JonJon · Post by **JonJon** » Tue Dec 11, 2007 1:58 am

Hi there

I have a Master data set with which I do comparisons with a Reference data set.

The issue I'm having is that the Ref data set contains only substring info of the keys used in the Master Data set.

Assuming that I'm only showing Key values for the two Data Sets:

Master Data Set
------------
Aabc
Adh
Defg

Ref Data Set
------------
ab
de
fg

Ideally I want the the 1st and 3rd row in the Master Data Set to be found.

This is because 'ab' from Aabc and 'fg' from Defg are found in the Ref dataset.

AFAIK, DS doesn't allow substring key matches (joins and lookups asks you to specific Keys which basically translates to ='s in SQL, what I want are LIKE or MATCH statements).

One way that I have thought of doing this is to do a Cross join (as I'm writing this, I don't think this is possible in DS?!) between Master and Ref, so end result looks like:

===========
Aabc ab
Aabc de
Aabc fg
Adh ab
Adh de
Adh fg
Defg ab
Defg de
Defg fg
===========

And then perform Index search between the columns, which will work (bolded columns above)

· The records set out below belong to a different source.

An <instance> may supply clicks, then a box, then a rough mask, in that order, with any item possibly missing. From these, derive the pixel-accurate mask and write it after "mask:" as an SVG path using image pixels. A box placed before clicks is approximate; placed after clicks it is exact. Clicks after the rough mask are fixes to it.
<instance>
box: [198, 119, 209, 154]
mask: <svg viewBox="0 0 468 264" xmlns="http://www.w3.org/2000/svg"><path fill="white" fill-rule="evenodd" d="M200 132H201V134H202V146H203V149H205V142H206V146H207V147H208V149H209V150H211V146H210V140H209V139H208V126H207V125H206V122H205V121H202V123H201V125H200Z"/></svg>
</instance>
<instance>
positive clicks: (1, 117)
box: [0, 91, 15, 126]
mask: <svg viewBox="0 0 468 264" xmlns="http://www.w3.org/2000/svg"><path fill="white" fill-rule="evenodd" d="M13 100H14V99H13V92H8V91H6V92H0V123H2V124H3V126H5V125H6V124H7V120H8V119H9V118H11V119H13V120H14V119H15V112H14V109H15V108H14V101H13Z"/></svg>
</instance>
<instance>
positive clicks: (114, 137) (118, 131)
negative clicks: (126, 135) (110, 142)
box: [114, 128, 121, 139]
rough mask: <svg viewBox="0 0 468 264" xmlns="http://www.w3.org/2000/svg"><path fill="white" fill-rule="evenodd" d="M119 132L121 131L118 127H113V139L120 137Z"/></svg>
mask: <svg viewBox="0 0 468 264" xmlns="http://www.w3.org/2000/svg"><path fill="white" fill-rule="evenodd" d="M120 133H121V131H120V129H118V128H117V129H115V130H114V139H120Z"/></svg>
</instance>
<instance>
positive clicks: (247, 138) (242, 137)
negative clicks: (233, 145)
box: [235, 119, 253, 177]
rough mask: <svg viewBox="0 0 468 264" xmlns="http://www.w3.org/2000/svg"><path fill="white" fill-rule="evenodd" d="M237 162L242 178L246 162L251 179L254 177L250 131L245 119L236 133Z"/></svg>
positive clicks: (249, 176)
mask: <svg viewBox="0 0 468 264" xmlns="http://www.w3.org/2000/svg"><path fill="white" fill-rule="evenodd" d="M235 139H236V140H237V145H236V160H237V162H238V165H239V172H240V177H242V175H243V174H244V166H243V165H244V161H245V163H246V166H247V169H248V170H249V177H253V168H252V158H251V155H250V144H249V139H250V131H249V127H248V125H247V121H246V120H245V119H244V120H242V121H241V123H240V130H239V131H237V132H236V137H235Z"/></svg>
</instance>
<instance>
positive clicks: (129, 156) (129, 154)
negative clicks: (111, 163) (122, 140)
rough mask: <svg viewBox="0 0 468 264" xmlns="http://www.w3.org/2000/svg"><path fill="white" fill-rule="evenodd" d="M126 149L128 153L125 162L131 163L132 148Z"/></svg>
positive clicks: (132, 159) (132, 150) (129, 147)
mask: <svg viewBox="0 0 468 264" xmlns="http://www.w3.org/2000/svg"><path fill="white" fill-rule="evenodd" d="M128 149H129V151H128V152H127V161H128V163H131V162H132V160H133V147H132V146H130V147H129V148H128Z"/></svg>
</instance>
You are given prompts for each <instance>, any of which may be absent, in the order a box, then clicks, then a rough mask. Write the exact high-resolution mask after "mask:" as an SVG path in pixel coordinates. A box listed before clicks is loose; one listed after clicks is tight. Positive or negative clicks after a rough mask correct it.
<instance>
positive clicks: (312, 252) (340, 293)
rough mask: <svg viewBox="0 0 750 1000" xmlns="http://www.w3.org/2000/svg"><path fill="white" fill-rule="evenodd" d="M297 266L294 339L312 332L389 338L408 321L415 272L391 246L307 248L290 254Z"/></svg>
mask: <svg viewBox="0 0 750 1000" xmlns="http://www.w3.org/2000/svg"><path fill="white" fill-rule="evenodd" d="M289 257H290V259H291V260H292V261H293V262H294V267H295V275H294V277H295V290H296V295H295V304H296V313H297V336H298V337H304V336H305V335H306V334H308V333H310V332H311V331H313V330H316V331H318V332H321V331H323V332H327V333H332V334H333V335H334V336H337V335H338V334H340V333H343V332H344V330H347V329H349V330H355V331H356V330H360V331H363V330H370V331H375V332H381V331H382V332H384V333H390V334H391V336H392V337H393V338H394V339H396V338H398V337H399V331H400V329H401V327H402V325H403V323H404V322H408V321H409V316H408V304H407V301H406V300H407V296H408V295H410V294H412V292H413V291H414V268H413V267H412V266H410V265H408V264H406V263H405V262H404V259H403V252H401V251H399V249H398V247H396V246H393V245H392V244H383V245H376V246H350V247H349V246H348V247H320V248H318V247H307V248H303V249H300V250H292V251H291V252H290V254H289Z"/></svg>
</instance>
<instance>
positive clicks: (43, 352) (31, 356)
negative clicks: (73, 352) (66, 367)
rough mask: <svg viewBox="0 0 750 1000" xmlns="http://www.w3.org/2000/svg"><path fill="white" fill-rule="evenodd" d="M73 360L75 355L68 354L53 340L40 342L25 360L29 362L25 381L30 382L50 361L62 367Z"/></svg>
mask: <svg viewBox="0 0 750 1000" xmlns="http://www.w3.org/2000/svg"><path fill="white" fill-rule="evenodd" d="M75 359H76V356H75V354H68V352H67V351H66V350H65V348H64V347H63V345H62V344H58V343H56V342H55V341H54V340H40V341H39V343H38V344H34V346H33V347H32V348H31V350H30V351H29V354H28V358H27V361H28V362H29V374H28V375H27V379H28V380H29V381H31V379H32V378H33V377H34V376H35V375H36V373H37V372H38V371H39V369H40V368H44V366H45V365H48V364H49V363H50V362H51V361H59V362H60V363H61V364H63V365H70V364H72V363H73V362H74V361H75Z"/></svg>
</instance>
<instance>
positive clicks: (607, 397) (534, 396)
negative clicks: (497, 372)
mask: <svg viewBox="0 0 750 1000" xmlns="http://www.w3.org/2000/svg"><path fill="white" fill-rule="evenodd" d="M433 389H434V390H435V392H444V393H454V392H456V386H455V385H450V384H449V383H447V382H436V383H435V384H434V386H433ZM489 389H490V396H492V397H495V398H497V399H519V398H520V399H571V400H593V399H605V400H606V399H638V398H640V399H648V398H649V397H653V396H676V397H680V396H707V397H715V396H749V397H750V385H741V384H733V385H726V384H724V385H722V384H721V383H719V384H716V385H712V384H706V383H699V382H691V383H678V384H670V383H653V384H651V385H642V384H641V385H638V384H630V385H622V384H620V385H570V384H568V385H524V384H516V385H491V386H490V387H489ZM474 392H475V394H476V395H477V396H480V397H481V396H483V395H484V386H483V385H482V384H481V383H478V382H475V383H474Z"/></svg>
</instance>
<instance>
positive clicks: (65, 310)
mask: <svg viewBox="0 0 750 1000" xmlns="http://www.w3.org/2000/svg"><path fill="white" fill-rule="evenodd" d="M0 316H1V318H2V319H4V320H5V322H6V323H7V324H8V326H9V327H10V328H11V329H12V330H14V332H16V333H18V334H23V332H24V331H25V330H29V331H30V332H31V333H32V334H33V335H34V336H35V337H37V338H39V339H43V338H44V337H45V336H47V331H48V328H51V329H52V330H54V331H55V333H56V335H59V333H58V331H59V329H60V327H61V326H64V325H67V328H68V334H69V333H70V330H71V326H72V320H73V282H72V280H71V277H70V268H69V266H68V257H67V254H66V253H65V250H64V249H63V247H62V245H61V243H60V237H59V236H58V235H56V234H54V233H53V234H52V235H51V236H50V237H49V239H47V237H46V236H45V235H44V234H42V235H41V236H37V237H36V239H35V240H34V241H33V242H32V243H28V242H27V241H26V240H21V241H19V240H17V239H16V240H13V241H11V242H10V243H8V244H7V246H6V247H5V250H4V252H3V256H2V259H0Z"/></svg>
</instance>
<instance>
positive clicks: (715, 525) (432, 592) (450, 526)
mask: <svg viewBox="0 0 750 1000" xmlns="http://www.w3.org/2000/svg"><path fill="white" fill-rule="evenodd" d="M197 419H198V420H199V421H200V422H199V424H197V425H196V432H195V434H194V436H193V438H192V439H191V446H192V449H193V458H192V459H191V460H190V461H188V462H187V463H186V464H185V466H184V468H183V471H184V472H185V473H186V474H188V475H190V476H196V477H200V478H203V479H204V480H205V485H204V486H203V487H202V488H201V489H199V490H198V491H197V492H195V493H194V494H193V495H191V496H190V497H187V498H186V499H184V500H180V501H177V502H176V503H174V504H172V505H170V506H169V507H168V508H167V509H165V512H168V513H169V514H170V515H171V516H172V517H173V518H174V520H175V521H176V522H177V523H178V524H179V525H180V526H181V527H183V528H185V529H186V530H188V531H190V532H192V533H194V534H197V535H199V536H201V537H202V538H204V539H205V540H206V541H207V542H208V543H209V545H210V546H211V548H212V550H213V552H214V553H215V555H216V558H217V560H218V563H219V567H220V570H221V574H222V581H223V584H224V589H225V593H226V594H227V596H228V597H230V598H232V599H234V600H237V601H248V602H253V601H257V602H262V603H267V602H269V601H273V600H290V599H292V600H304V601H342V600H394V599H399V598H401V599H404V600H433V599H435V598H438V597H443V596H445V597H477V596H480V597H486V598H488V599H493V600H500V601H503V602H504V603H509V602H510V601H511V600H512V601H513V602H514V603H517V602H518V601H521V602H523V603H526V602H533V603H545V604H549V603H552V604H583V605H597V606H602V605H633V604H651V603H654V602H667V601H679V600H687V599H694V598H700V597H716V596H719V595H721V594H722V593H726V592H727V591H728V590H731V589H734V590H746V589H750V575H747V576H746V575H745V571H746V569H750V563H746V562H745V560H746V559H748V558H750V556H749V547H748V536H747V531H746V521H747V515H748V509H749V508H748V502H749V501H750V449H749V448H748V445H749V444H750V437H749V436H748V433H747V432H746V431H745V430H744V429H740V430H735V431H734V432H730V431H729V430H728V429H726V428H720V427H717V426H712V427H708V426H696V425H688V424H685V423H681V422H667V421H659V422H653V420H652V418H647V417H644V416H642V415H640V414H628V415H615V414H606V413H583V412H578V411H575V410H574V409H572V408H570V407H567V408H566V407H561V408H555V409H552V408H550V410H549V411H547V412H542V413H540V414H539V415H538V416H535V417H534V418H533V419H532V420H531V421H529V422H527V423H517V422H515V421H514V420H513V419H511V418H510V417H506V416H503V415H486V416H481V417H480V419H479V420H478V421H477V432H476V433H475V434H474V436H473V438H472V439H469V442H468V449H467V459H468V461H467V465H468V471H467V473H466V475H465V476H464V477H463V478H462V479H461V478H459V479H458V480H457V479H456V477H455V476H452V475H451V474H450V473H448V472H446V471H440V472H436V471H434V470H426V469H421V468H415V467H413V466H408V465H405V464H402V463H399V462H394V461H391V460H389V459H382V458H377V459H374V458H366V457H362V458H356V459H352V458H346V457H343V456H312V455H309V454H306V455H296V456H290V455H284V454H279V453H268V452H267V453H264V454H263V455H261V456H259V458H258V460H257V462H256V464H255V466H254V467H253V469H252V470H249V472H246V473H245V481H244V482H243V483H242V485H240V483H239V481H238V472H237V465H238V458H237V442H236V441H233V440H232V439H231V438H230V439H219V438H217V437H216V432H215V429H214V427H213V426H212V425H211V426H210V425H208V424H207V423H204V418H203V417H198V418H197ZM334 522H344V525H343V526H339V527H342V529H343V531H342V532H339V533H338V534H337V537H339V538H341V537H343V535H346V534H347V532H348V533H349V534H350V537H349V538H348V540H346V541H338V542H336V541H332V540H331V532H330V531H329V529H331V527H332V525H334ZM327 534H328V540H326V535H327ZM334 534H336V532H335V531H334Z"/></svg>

However, the volume of the data in Master (about 30Million) plus a Ref file which at this stage is say 100 rows, will generate a resultant data set of 300 Million rows - not something for the faint of Memory.

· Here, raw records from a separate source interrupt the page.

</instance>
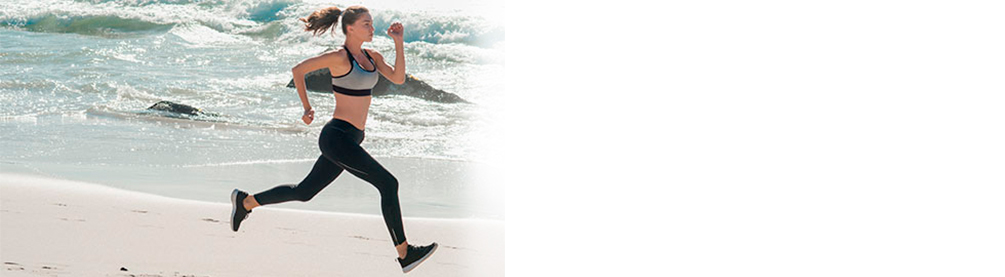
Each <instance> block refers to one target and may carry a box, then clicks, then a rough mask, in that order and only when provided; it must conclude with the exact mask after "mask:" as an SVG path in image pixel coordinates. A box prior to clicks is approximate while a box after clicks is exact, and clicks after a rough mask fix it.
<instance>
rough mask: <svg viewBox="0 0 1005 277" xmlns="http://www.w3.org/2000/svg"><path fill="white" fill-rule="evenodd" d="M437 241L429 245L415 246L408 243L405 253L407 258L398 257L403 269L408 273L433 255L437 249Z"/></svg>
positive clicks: (414, 268) (403, 269)
mask: <svg viewBox="0 0 1005 277" xmlns="http://www.w3.org/2000/svg"><path fill="white" fill-rule="evenodd" d="M437 246H438V245H437V244H436V243H433V244H430V245H427V246H413V245H408V252H406V254H405V258H404V259H402V258H397V260H398V263H399V264H401V271H403V272H405V273H408V272H409V271H412V269H415V267H417V266H419V264H421V263H422V262H423V261H425V260H426V259H428V258H429V256H432V255H433V252H434V251H436V247H437Z"/></svg>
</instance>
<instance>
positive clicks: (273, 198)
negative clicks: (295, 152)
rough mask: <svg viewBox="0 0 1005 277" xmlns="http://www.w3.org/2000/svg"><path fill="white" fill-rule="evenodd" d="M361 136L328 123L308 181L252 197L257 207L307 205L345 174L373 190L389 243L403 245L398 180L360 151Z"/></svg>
mask: <svg viewBox="0 0 1005 277" xmlns="http://www.w3.org/2000/svg"><path fill="white" fill-rule="evenodd" d="M363 136H364V134H363V130H360V129H358V128H356V126H353V125H352V124H350V123H349V122H347V121H345V120H342V119H332V120H331V121H329V122H328V123H327V124H325V128H324V129H322V131H321V137H320V138H319V140H318V141H319V142H318V144H319V145H320V146H321V153H322V156H321V158H318V162H316V163H315V166H314V169H312V170H311V173H310V174H308V177H307V178H305V179H304V181H300V184H298V185H295V186H293V185H281V186H278V187H275V188H272V189H271V190H268V191H264V192H261V193H259V194H257V195H254V199H255V201H258V204H260V205H269V204H276V203H282V202H287V201H293V200H296V201H303V202H307V201H309V200H311V199H312V198H314V196H315V195H318V193H320V192H321V190H323V189H325V187H328V185H329V184H331V183H332V181H335V178H337V177H339V175H340V174H342V171H344V170H345V171H349V173H350V174H353V175H355V176H356V177H358V178H360V179H363V180H364V181H366V182H369V183H370V184H371V185H373V186H374V187H377V191H379V192H380V208H381V212H382V213H383V214H384V223H385V224H387V231H388V232H389V233H391V240H392V241H393V242H394V245H396V246H397V245H400V244H402V243H404V242H405V230H404V228H405V227H404V226H403V225H402V223H401V205H400V204H399V203H398V180H397V179H395V178H394V176H392V175H391V173H389V172H388V171H387V170H385V169H384V167H381V166H380V164H378V163H377V161H376V160H374V159H373V157H370V154H367V151H365V150H363V148H361V147H360V144H361V143H363Z"/></svg>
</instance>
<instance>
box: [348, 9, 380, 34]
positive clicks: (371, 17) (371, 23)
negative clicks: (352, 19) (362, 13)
mask: <svg viewBox="0 0 1005 277" xmlns="http://www.w3.org/2000/svg"><path fill="white" fill-rule="evenodd" d="M346 31H348V32H349V33H348V34H347V35H349V36H352V37H355V38H358V39H360V40H363V41H373V40H374V19H373V17H371V16H370V13H364V14H363V15H362V16H360V18H359V19H357V20H356V23H353V24H351V25H349V28H346Z"/></svg>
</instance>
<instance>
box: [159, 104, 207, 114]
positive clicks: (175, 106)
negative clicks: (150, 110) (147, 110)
mask: <svg viewBox="0 0 1005 277" xmlns="http://www.w3.org/2000/svg"><path fill="white" fill-rule="evenodd" d="M147 109H156V110H164V111H169V112H175V113H182V114H189V115H199V114H201V113H202V110H201V109H199V108H198V107H194V106H191V105H187V104H181V103H176V102H172V101H159V102H157V103H155V104H154V105H152V106H150V107H148V108H147Z"/></svg>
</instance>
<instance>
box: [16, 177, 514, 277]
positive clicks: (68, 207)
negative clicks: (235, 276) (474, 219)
mask: <svg viewBox="0 0 1005 277" xmlns="http://www.w3.org/2000/svg"><path fill="white" fill-rule="evenodd" d="M229 215H230V207H229V205H228V204H225V203H209V202H199V201H190V200H180V199H173V198H167V197H161V196H156V195H150V194H143V193H137V192H130V191H125V190H121V189H115V188H111V187H106V186H100V185H95V184H88V183H80V182H72V181H63V180H54V179H45V178H39V177H30V176H23V175H10V174H4V175H0V261H2V262H3V269H2V273H3V275H4V276H401V275H402V274H403V273H402V272H401V268H400V267H399V266H398V264H397V262H396V261H395V257H396V253H395V251H394V248H393V247H392V246H391V243H390V241H389V237H388V234H387V230H386V229H385V227H384V223H383V221H382V220H381V218H380V217H379V216H370V215H356V214H340V213H329V212H314V211H299V210H288V209H281V208H271V207H266V208H261V209H256V210H255V211H254V213H252V214H251V215H250V216H249V218H248V220H246V221H245V222H244V223H243V224H242V226H241V230H240V231H239V232H236V233H235V232H232V231H230V227H229V218H228V217H229ZM404 222H405V230H406V232H407V233H408V238H409V242H410V243H415V244H428V243H430V242H434V241H435V242H437V243H439V245H440V247H439V249H438V250H437V252H436V253H435V254H434V255H433V256H432V257H431V258H430V260H427V261H426V262H425V263H424V264H422V265H421V266H420V267H418V268H417V269H415V270H414V271H412V272H410V273H408V274H407V275H408V276H501V275H504V273H505V272H504V266H505V256H504V255H505V244H504V231H505V229H504V225H503V222H501V221H490V220H468V219H456V220H455V219H419V218H407V217H406V218H405V219H404Z"/></svg>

Another way to do this is to load into an Oracle database and use regexp_like() on the data.

But I'm working with flat files with no access to DB (at the moment), and DS doesn't natively support regular expressions that I know of.

Does anyone know of any other way to do this. Maybe there's Stage that I haven't encountered which will solve this?

Thanks in advance.

rleishman · Post by **rleishman** » Tue Dec 11, 2007 11:56 pm

You should be able to achieve a cross-join by adding an extra column to each dataset - using a constant value on every row - and then join on that column.